Dyeing to Quilt

I’ve been thinking about dyeing fabrics for most of the summer. It all started with the problem of not being able to find just the right two-color combination for one of my tartan quilts. I did find a perfect white/blue fabric and wondered if I could simply dye the white to green and have the blue/green that I needed. I found a quality dye in olive green and tried it with less than ideal results.

So, I went on Amazon.com and ordered a book about dyeing that purports to be “the only book about dyeing that you’ll ever need.” I couldn’t wait for it to come in the mail but when it did I was extremely put off/intimidated by all the talk of chemicals, protective wear, etc. I didn’t think I wanted anything to do with dyeing fabric after all.

I wasn’t quite ready to give up so I went back to Amazon and searched “natural dyeing” and bought two more (used) books on natural dyeing. The first one that came was an old black and white book for a library, circa 1970. It was nearly as intimidating as the first book. I was ready to give up.

When I received the second book in the mail and pulled it out of the envelope, I immediately knew I was going to like this one. I’ve been pouring over it ever since, anxious to try some of the natural recipes. Last weekend when I was in Northern Wisconsin I started looking around for some of the plants. As John and I were riding home (instead of flying, as planned) he noticed some sumac at the side of the road. I kept seeing it after that and finally pulled off into a rest area to harvest some. I brought a grocery bag full of sumac home but never had the time to try it out.

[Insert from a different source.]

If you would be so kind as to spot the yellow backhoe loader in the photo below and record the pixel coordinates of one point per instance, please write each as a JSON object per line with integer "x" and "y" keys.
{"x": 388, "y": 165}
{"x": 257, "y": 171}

The next weekend, I came up to another cottage (John says I have an addiction to cottages) and threw in my dye pot and a few supplies just in case. I was/am planning to do some sewing for the cottage and thought all that time while I sewed I could also be boiling plants on the stove. The reason I hadn’t been able to do any of it at home is that each recipe seemed to require 1-2 hours of this and then another 1-2 hours of the next step. Mostly it is stuff that can simmer without much attention, but you still need to be around. Between work and sleep I never felt like I had that much time.

I put the sumac on to simmer and followed the recipe until I finally finished a skein of lovely muted brown yard late last night. I was hooked!

The next morning I went out to the Kal-Haven Trail with grocery bags and found goldenrod and what I think may be sheep sorrel. It was so lovely to walk among the fall colors and notice not only the leaves but all the undergrowth, the delicate flowers and colors. I came home and started the goldenrod recipe. I boiled and simmered it for 2 hours (plus some beach time) and prepared my yarn for the dye.

 

 

 

 

By the way, I am using yarn that I bought last year when I was in New Zealand. I actually bought it for Johnny but he hasn’t touched it yet so I decided I might as well dye it. I thought it would be easy to find yarn to take home for a gift but none of the yarn stores I was in really had a lot of New Zealand wool to offer. (I probably just didn’t look in the right places.) On my last day with Anne, while she was packing for ABS, I drove over to Hobbiton to have a look around and on the way home saw a sign for yarn. I pulled in and went inside a little side store attached to a house. A quite old lady with some disability (a previous stroke?) waited on me. I can’t remember if she spun her own yarn and or dyed it, but I do know it was from her sheep and that she had knit many different things for sale. I ended up just buying a large skein of the yarn.  Before I left she said I needed to go out a door at the back of the store and have a look. I opened the door onto the most idyllic scene, a grassy hillock leading down to a beautiful lake. It was incredibly beautiful.

I’m really loving this process of natural dyeing. It probably helps that I’m doing it at a cottage in one of the parts of the country that I’ve always loved, Michigan’s west coast. And that the sun is shining, I’m out in nature, and feeling a little bit like an “earth woman.” I have to say it: I think I’ve dyed and gone to heaven!

 

2 thoughts on “Dyeing to Quilt

  1. I’m wondering once again if you weren’t born in the wrong century. Your strong love of this type thing leads me to believe it. Me? I like convenience, yeah, I know, boring. Love that you are enjoying it so much though Chris. 🙂

    • Born in the wrong century? I kind of doubt it. I like my computer, my I-Phone, my red convertible and my independence a bit too much! (Wouldn’t have all that in the 18th C.) But I do enjoy doing a lot of things “from scratch.” And there are a lot of things that we’ve lost in our modern or postmodern world. I would very much like to live closer to the earth, in a quieter, simpler world. Can’t I have both?